Setelah Citrus, giliran rapat untuk saham Nirvana dan pembukaan hotel Glory. Hampir enam jam Puja berbicara di tiga tempat berbeda. Semuanya berjalan sesuai rencana. Dengan wajah lelah dia menerima ucapan selamat dari rekan-rekannya untuk dibukanya Glory mulai minggu depan, banyak persiapan harus dilakukan. Siapa saja yang harus diundang dan tema acara sudah dipersiapkan oleh ibunya.
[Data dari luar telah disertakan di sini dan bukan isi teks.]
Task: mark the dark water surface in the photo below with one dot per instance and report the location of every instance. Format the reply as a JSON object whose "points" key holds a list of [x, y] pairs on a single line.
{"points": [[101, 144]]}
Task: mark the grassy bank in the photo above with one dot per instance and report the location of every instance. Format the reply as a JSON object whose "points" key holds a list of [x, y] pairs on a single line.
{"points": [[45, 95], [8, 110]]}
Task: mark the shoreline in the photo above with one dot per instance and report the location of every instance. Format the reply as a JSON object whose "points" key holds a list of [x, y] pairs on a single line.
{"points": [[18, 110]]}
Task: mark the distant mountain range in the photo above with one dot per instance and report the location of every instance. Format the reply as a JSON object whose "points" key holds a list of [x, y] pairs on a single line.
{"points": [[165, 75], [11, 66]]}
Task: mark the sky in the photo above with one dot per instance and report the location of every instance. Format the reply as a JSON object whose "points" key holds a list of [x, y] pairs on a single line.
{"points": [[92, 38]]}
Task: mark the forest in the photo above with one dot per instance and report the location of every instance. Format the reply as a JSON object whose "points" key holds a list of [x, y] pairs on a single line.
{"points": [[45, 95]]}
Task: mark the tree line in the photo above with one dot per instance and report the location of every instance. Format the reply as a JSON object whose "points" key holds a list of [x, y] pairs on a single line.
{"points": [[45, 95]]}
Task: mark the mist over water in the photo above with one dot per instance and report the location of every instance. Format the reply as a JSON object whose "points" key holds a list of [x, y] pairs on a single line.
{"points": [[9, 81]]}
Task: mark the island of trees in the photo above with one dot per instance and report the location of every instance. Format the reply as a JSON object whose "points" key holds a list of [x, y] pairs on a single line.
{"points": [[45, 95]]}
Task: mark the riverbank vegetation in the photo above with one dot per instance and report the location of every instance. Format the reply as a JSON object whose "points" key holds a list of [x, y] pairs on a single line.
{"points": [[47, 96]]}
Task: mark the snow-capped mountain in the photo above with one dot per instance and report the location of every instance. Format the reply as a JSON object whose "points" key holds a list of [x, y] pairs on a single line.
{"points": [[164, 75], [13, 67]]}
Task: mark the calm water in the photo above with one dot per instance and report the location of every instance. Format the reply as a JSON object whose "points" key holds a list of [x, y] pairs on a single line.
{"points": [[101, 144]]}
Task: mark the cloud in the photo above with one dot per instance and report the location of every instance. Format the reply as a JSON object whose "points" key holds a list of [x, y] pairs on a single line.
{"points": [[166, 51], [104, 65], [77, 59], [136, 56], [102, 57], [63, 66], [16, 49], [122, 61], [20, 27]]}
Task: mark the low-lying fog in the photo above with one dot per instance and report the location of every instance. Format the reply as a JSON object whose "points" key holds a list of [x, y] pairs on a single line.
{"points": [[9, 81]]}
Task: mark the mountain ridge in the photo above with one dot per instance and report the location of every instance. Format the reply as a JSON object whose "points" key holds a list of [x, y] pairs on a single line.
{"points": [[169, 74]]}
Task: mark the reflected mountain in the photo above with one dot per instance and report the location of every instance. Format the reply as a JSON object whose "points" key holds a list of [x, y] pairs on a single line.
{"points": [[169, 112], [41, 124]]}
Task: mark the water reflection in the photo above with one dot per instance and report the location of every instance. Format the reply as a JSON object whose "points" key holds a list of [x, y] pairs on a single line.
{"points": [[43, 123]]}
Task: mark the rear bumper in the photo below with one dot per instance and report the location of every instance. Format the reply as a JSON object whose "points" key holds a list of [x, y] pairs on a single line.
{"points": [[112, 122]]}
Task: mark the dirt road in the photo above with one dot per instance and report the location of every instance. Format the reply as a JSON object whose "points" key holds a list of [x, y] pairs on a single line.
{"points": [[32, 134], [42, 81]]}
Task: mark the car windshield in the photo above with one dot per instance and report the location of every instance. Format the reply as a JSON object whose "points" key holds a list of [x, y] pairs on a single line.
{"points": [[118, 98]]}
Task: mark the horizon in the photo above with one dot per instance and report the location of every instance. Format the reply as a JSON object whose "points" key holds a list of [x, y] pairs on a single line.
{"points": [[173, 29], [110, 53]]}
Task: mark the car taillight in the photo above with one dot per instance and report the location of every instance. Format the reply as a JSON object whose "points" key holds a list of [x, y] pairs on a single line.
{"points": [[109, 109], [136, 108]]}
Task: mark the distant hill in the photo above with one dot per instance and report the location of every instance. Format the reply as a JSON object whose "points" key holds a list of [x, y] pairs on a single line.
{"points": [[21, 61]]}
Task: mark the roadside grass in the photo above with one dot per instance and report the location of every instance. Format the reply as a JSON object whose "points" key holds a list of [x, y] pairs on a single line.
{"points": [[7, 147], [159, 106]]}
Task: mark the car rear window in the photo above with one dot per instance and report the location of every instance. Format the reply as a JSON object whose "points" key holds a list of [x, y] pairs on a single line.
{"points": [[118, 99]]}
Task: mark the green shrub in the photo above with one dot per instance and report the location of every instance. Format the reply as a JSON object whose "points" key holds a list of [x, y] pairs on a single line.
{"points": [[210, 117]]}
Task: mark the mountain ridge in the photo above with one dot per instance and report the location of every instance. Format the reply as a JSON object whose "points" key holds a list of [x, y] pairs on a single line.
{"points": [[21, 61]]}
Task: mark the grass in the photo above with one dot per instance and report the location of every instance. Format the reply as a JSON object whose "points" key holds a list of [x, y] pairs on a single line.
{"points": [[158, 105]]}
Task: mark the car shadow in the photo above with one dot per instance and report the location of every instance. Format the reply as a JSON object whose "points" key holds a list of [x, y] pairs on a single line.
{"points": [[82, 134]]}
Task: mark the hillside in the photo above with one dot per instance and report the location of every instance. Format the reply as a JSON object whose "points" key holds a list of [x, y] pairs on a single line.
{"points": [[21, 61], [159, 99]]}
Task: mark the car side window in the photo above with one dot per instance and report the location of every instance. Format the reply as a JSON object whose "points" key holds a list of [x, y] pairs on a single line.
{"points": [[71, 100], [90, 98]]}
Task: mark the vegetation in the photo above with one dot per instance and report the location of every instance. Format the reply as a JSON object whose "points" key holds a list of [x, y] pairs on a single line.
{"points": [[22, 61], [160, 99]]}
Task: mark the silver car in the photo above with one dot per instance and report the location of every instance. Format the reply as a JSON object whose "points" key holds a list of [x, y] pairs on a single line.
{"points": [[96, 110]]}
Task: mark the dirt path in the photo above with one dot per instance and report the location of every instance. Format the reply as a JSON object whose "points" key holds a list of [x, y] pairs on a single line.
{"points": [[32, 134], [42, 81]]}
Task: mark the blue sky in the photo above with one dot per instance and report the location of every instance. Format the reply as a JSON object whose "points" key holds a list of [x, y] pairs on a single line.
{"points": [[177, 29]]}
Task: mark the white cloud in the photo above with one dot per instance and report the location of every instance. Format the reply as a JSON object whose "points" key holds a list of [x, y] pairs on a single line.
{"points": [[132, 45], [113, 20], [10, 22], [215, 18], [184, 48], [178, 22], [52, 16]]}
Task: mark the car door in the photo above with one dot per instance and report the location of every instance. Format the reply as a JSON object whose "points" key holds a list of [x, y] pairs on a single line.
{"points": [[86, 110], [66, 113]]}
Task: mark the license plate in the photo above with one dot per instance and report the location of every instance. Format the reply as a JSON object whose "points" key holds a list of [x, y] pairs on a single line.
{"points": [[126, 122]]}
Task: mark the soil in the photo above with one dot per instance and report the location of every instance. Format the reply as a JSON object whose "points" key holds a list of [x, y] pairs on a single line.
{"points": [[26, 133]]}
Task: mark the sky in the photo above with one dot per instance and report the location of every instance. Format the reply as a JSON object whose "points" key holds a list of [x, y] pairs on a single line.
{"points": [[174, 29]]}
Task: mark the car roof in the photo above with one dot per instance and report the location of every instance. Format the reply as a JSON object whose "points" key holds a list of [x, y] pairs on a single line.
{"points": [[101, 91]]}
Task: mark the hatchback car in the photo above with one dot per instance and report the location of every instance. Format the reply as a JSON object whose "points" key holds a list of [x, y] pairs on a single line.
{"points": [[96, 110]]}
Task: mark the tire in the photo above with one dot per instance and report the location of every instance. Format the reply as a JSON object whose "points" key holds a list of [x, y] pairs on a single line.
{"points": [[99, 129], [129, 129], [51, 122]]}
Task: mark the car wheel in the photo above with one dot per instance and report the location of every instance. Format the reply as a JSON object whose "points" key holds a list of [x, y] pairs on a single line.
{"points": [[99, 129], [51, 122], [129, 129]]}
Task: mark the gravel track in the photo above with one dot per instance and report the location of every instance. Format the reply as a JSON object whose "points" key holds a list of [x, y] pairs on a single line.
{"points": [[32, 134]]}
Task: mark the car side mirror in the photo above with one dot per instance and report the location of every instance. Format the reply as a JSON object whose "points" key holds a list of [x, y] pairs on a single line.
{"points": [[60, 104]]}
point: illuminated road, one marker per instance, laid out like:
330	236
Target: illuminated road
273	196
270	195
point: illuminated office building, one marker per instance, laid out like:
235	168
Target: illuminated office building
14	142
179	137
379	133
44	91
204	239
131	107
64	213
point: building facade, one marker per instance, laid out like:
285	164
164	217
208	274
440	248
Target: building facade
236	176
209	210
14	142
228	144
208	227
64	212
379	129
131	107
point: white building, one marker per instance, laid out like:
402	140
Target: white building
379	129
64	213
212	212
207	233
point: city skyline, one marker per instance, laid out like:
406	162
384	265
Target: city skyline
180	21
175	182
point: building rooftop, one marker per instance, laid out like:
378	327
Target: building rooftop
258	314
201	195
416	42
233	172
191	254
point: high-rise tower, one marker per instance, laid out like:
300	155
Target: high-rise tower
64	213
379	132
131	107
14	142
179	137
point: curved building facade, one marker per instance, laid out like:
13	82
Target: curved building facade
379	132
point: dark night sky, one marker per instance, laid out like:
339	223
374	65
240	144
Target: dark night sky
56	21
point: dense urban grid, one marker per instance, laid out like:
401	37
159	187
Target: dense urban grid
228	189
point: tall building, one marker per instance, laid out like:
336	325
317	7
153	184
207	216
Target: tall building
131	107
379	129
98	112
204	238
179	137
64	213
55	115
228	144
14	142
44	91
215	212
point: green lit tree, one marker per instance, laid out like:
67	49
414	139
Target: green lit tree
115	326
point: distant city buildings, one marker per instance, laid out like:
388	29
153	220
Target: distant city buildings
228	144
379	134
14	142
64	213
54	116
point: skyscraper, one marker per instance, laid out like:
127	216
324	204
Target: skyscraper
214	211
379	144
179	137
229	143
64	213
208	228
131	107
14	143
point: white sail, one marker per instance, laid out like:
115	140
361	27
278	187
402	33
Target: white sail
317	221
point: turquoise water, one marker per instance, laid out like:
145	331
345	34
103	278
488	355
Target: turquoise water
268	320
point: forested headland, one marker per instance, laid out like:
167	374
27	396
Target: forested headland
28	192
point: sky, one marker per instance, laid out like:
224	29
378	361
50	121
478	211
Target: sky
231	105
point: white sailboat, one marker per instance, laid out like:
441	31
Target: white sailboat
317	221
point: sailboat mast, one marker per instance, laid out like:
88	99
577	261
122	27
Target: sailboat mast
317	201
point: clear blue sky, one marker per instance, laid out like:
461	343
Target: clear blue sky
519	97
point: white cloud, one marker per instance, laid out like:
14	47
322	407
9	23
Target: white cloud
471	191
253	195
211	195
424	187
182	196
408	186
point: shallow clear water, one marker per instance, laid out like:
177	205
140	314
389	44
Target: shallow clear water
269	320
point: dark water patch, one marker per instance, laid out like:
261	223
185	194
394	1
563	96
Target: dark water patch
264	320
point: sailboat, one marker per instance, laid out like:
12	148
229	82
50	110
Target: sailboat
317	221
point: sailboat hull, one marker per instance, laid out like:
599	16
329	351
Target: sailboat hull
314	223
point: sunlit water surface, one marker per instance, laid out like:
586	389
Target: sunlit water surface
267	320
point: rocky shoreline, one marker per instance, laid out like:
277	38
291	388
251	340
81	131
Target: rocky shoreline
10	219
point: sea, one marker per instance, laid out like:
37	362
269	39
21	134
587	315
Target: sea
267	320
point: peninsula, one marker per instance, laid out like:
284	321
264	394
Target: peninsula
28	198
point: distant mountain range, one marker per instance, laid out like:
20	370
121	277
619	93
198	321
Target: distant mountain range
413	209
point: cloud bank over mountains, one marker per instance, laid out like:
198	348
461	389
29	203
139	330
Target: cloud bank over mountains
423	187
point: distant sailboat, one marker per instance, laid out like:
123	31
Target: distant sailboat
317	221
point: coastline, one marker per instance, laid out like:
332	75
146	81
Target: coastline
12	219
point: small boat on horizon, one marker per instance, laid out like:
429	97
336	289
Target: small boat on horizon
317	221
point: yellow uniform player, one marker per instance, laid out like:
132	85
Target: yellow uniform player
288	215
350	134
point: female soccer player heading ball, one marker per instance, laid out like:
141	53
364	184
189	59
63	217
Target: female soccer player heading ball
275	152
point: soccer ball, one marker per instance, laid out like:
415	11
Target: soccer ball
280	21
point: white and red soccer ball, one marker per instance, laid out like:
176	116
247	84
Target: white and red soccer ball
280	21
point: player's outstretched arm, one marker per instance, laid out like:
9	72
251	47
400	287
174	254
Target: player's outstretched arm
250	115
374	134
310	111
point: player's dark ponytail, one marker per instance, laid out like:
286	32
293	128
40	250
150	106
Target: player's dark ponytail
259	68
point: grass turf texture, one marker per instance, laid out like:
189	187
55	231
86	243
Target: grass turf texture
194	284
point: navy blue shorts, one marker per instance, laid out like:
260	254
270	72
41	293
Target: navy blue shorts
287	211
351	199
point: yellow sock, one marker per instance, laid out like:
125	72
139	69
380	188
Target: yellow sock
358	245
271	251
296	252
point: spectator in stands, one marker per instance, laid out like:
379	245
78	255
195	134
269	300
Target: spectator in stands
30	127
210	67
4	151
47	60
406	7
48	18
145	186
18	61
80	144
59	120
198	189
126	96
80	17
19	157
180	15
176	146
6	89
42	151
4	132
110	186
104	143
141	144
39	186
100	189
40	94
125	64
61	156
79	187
Puja membaca proposal acara. "Ma, mungkin kebanyakan tamu kita adalah orang asing, aku rasa pertunjukan tentang tarian daerah akan lebih menarik, kita buat panggung besar di depan hotel, bagi yang ingin menikmati suasana kafe pun kita bisa persiapkan, di Glory kita harus menonjolkan suasana Bali Tradisional, sasaran kita adalah para orang kaya yang baru keluar dari rumah sakit, butuh hiburan dan ketenangan. Layanan kesehatan dan spa harus dipersiapkan dengan baik. Kita akan bekerja sama dengan beberapa rumah sakit di Singapura dan Jakarta untuk mempromosikannya". "Bali tradisional ya...", tanya ibunya "Bukankah rumah sakit di Singapura sudah dilengkapi dengan semua sarana kesehatan dan spa itu, buat apa jauh-jauh ke Bali kalau pelayanan seperti ini bisa mereka dapatkan di Singapura?. Kita menawarkan hiburan yang menenangkan dan suasana eksotis tapi damai, yang bisa mempercepat menumbuhkan semangat untuk kembali sehat". Puja memijit keningnya. "Kenapa Ja?". "Hanya sedikit lelah, setelah tidur sebentar, akan kuteruskan ini Ma, dua jam lagi kita bicarakan lagi", Puja mengecup kening ibunya dan berlalu.

---

"Kau kenapa?", Sintawati menatap Saras dan Ratri yang dengan serius berbincang-bincang. "Oh, kau...sini, kau mau mengambil bukumu yang kupinjam?. Tunggu sebentar ya...",Ratri masuk ke rumah dan tak lama dia kembali. Sinta tersenyum sambil menerima bukunya. "Katanya ibu kalian sakit?. Ibuku belum bisa menengok karena ada keperluan. Aku disuruh mewakili". Saras dan Ratri mengangguk, "Kami butuh banyak biaya, kau tahu sendiri, ayah kami tidak bisa diandalkan, beliau lebih suka berjudi dan adu ayam, sementara uang kami sudah habis, untuk berhutangpun sudah tidak sanggup lagi". "Lalu, apa rencana kalian?". "Menjadi penari, sanggar tari Ki Djalu butuh beberapa penari untuk menari di hotel...". "Hotel?, kalian tidak takut?". "Ini tari tradisional, seperti kecak, jangger dan lainnya, kami murni menari dan tidak seperti yang lainnya, yang katanya penarinya bisa dibayar oleh lelaki itu kan?, makanya meme mengizinkan, hari ini kami mencoba mendaftar, tapi saat kami menari nanti, siapa yang akan merawat meme?". Sinta berfikir sejenak. "Bagaimana kalau aku menggantikan Ratri menari?". Kedua sahabatnya terbelalak. "Kamu putri pendeta, ayahmu pasti marah". "Makanya, jangan sampai ayahku tahu". Saras dan Ratri saling berpandangan. "Terimakasih Sinta, kami nggak tahu musti gimana lagi...".